Origine et histoire de la Chapelle de Saint-Yon
L’ancienne chapelle Saint-Yon, située dans le quartier Saint-Clément de Rouen, fut construite entre 1728 et 1734 au sein du manoir du même nom, acquis en 1705 par Jean-Baptiste de La Salle. Ce dernier y installa le siège central de son Institut des Frères des Écoles chrétiennes, un noviciat et un pensionnat innovant combinant enseignement technique (menuiserie, sculpture, botanique) et matières scientifiques, à l’exclusion du latin. La chapelle, dédiée au Saint Enfant-Jésus, abritait initialement la tombe du fondateur et était ornée de statues aujourd’hui disparues.

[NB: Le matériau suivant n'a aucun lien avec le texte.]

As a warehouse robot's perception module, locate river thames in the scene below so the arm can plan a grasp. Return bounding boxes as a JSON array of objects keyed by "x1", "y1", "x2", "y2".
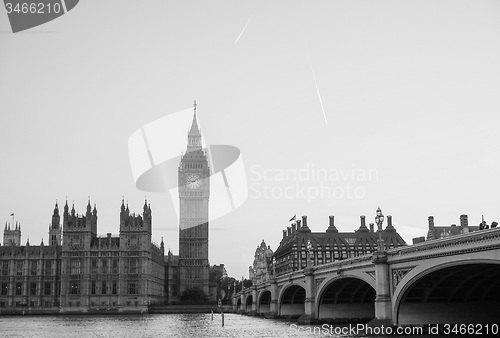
[{"x1": 0, "y1": 313, "x2": 438, "y2": 338}]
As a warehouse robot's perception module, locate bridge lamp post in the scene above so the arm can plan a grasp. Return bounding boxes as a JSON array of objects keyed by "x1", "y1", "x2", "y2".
[{"x1": 375, "y1": 207, "x2": 385, "y2": 252}]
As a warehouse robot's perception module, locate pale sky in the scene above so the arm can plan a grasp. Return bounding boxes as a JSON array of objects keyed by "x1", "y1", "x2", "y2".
[{"x1": 0, "y1": 0, "x2": 500, "y2": 278}]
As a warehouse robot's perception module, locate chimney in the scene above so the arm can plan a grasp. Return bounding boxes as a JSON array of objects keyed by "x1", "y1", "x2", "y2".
[
  {"x1": 460, "y1": 215, "x2": 469, "y2": 228},
  {"x1": 326, "y1": 215, "x2": 339, "y2": 232},
  {"x1": 387, "y1": 215, "x2": 392, "y2": 228}
]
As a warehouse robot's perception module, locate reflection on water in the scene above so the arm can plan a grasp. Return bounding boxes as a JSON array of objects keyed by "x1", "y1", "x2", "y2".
[
  {"x1": 0, "y1": 313, "x2": 436, "y2": 338},
  {"x1": 0, "y1": 314, "x2": 328, "y2": 338}
]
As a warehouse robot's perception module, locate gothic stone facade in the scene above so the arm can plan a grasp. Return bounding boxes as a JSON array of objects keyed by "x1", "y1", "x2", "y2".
[
  {"x1": 178, "y1": 107, "x2": 210, "y2": 295},
  {"x1": 274, "y1": 216, "x2": 406, "y2": 275},
  {"x1": 0, "y1": 201, "x2": 165, "y2": 313}
]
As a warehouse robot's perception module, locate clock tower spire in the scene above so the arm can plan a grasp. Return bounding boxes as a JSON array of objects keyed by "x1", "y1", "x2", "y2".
[
  {"x1": 187, "y1": 100, "x2": 202, "y2": 152},
  {"x1": 178, "y1": 101, "x2": 210, "y2": 296}
]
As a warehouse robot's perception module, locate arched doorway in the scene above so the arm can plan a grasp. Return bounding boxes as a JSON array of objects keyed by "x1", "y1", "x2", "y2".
[
  {"x1": 318, "y1": 277, "x2": 376, "y2": 322},
  {"x1": 245, "y1": 295, "x2": 253, "y2": 313},
  {"x1": 396, "y1": 263, "x2": 500, "y2": 325},
  {"x1": 257, "y1": 290, "x2": 271, "y2": 315},
  {"x1": 279, "y1": 285, "x2": 306, "y2": 317}
]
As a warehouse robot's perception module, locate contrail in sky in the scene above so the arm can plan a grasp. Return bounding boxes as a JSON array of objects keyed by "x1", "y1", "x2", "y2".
[
  {"x1": 310, "y1": 63, "x2": 328, "y2": 124},
  {"x1": 234, "y1": 15, "x2": 253, "y2": 45}
]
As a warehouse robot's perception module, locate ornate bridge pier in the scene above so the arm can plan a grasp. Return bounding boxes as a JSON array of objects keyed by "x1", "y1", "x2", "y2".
[{"x1": 233, "y1": 228, "x2": 500, "y2": 326}]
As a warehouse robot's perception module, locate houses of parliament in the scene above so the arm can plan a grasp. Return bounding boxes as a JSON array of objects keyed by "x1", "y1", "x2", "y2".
[{"x1": 0, "y1": 109, "x2": 212, "y2": 314}]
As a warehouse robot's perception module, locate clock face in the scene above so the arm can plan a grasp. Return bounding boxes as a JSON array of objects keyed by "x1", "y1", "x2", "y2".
[{"x1": 186, "y1": 174, "x2": 201, "y2": 189}]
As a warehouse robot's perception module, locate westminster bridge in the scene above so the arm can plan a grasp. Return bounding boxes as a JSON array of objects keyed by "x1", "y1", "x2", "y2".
[{"x1": 233, "y1": 227, "x2": 500, "y2": 325}]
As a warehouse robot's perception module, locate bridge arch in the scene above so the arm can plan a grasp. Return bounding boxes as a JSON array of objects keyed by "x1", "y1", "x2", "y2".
[
  {"x1": 243, "y1": 293, "x2": 253, "y2": 313},
  {"x1": 393, "y1": 259, "x2": 500, "y2": 325},
  {"x1": 316, "y1": 275, "x2": 376, "y2": 322},
  {"x1": 278, "y1": 283, "x2": 306, "y2": 317},
  {"x1": 257, "y1": 289, "x2": 271, "y2": 315}
]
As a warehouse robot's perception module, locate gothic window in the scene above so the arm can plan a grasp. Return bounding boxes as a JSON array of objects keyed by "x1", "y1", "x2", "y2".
[
  {"x1": 30, "y1": 283, "x2": 36, "y2": 296},
  {"x1": 111, "y1": 259, "x2": 118, "y2": 273},
  {"x1": 69, "y1": 281, "x2": 80, "y2": 295},
  {"x1": 30, "y1": 261, "x2": 38, "y2": 276},
  {"x1": 69, "y1": 259, "x2": 80, "y2": 275},
  {"x1": 43, "y1": 282, "x2": 51, "y2": 296},
  {"x1": 16, "y1": 283, "x2": 23, "y2": 296},
  {"x1": 90, "y1": 258, "x2": 97, "y2": 273},
  {"x1": 128, "y1": 282, "x2": 137, "y2": 295},
  {"x1": 128, "y1": 258, "x2": 138, "y2": 273},
  {"x1": 101, "y1": 259, "x2": 108, "y2": 273},
  {"x1": 43, "y1": 260, "x2": 52, "y2": 275},
  {"x1": 16, "y1": 261, "x2": 24, "y2": 276}
]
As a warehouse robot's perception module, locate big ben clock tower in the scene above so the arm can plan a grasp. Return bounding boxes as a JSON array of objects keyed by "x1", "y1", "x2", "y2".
[{"x1": 178, "y1": 101, "x2": 210, "y2": 296}]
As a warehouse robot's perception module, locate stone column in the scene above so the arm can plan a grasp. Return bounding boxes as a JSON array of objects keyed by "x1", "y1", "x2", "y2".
[
  {"x1": 369, "y1": 252, "x2": 393, "y2": 326},
  {"x1": 250, "y1": 286, "x2": 257, "y2": 316},
  {"x1": 298, "y1": 266, "x2": 316, "y2": 324},
  {"x1": 240, "y1": 290, "x2": 247, "y2": 313},
  {"x1": 269, "y1": 277, "x2": 279, "y2": 318}
]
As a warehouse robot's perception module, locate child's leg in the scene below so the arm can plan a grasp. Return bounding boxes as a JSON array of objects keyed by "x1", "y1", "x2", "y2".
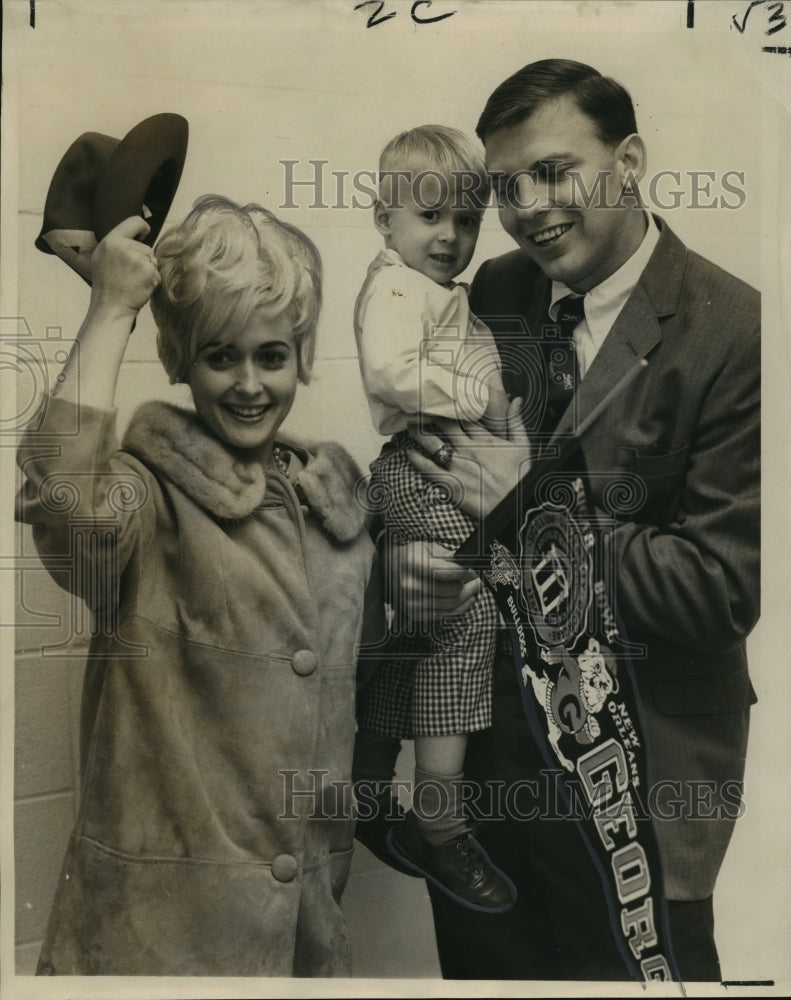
[
  {"x1": 352, "y1": 729, "x2": 401, "y2": 795},
  {"x1": 412, "y1": 733, "x2": 470, "y2": 844}
]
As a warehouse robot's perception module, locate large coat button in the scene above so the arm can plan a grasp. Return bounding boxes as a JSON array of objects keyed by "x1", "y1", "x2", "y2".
[
  {"x1": 272, "y1": 854, "x2": 297, "y2": 882},
  {"x1": 291, "y1": 649, "x2": 319, "y2": 677}
]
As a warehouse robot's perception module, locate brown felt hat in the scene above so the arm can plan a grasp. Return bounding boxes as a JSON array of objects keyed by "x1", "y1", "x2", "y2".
[{"x1": 36, "y1": 113, "x2": 189, "y2": 284}]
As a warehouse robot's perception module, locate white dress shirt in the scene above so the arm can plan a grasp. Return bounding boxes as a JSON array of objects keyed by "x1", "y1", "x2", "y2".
[
  {"x1": 549, "y1": 213, "x2": 659, "y2": 378},
  {"x1": 354, "y1": 250, "x2": 504, "y2": 434}
]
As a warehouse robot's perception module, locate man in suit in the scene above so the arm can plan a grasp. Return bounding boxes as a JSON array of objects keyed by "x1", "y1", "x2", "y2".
[{"x1": 399, "y1": 59, "x2": 760, "y2": 981}]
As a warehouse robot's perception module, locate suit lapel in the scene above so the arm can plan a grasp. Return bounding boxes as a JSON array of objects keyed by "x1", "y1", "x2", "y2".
[{"x1": 553, "y1": 219, "x2": 686, "y2": 439}]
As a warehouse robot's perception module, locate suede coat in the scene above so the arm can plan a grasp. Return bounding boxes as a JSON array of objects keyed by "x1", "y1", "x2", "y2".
[{"x1": 20, "y1": 398, "x2": 373, "y2": 976}]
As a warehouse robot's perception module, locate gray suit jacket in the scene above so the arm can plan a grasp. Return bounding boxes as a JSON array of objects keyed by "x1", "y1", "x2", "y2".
[{"x1": 471, "y1": 219, "x2": 760, "y2": 899}]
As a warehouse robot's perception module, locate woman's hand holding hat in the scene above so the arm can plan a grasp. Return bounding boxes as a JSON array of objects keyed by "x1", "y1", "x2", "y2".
[
  {"x1": 91, "y1": 216, "x2": 160, "y2": 318},
  {"x1": 54, "y1": 216, "x2": 160, "y2": 409}
]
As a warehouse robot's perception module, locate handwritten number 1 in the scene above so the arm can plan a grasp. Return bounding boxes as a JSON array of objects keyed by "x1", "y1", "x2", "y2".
[{"x1": 354, "y1": 0, "x2": 397, "y2": 28}]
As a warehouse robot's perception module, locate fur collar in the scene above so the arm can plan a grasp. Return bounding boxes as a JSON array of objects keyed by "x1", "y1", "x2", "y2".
[{"x1": 123, "y1": 401, "x2": 365, "y2": 542}]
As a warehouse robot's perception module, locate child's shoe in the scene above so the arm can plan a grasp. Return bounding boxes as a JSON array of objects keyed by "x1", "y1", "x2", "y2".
[
  {"x1": 387, "y1": 812, "x2": 516, "y2": 913},
  {"x1": 354, "y1": 789, "x2": 418, "y2": 877}
]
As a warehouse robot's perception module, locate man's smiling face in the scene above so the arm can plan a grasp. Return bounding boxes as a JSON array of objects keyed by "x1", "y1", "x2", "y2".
[{"x1": 485, "y1": 95, "x2": 645, "y2": 292}]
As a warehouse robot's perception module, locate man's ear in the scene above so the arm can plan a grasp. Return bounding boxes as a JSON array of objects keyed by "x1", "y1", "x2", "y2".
[
  {"x1": 615, "y1": 132, "x2": 648, "y2": 184},
  {"x1": 374, "y1": 201, "x2": 390, "y2": 236}
]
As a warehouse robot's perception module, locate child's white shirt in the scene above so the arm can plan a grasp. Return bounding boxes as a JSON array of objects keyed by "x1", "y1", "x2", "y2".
[{"x1": 354, "y1": 250, "x2": 502, "y2": 434}]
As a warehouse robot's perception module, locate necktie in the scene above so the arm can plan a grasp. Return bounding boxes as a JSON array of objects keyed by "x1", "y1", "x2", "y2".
[{"x1": 541, "y1": 295, "x2": 585, "y2": 434}]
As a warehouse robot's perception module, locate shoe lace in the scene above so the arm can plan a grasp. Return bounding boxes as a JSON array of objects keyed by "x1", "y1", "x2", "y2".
[{"x1": 456, "y1": 837, "x2": 483, "y2": 878}]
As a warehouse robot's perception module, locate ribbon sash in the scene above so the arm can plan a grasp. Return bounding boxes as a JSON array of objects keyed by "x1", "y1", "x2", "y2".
[{"x1": 455, "y1": 460, "x2": 679, "y2": 980}]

Le manoir de Saint-Yon, anciennement appelé Hauteville, fut rebaptisé après son acquisition en 1604 par Eustache de Saint-Yon, maître à la chambre des comptes de Normandie. Sous l’impulsion de Jean-Baptiste de La Salle (1705–1719), le site devint un pôle éducatif majeur, soutenu par l’archevêque Colbert et le Parlement de Normandie. Après la Révolution, le manoir connut des usages variés : prison, asile d’aliénés (dirigé par des figures comme Bénédict Morel), puis école normale à partir de 1881, formant des personnalités comme Charles Angrand.
Au XXe siècle, le site évolua en collège (Alexis-Carrel, puis Jean-Lecanuet) avant d’accueillir la Cité des métiers de Haute-Normandie (2005–2011). Depuis 2012, après restauration par la Région, il abrite l’Atrium, Pôle régional des Savoirs. La façade classique de la chapelle, seule partie subsistante avec sa crypte (inscrite aux Monuments Historiques en 1991), témoigne de ce passé riche, entre pédagogie pionnière et adaptations architecturales.
Durant la Première Guerre mondiale, une partie du manoir fut convertie en hôpital auxiliaire (no 103) par l’Union des femmes de France pour soigner les soldats blessés. Un monument aux morts, œuvre du sculpteur Alphonse Guilloux, fut inauguré en 1921 en présence du président Alexandre Millerand. Ces transformations illustrent la résilience du site, passé d’un lieu religieux et éducatif à un espace mémoriel et culturel.
L’asile Saint-Yon, l’un des premiers de France réservé aux aliénés (dès 1825), joua un rôle clé dans l’histoire psychiatrique normande. Sous la direction de médecins comme Achille-Louis Foville ou Maximien Parchappe, il produisit des statistiques sociales innovantes, étudiées par les cercles médicaux et administratifs. En 1878, les services furent transférés vers un nouvel établissement à Sotteville-lès-Rouen, marquant la fin de cette vocation hospitalière sur le site rouennais.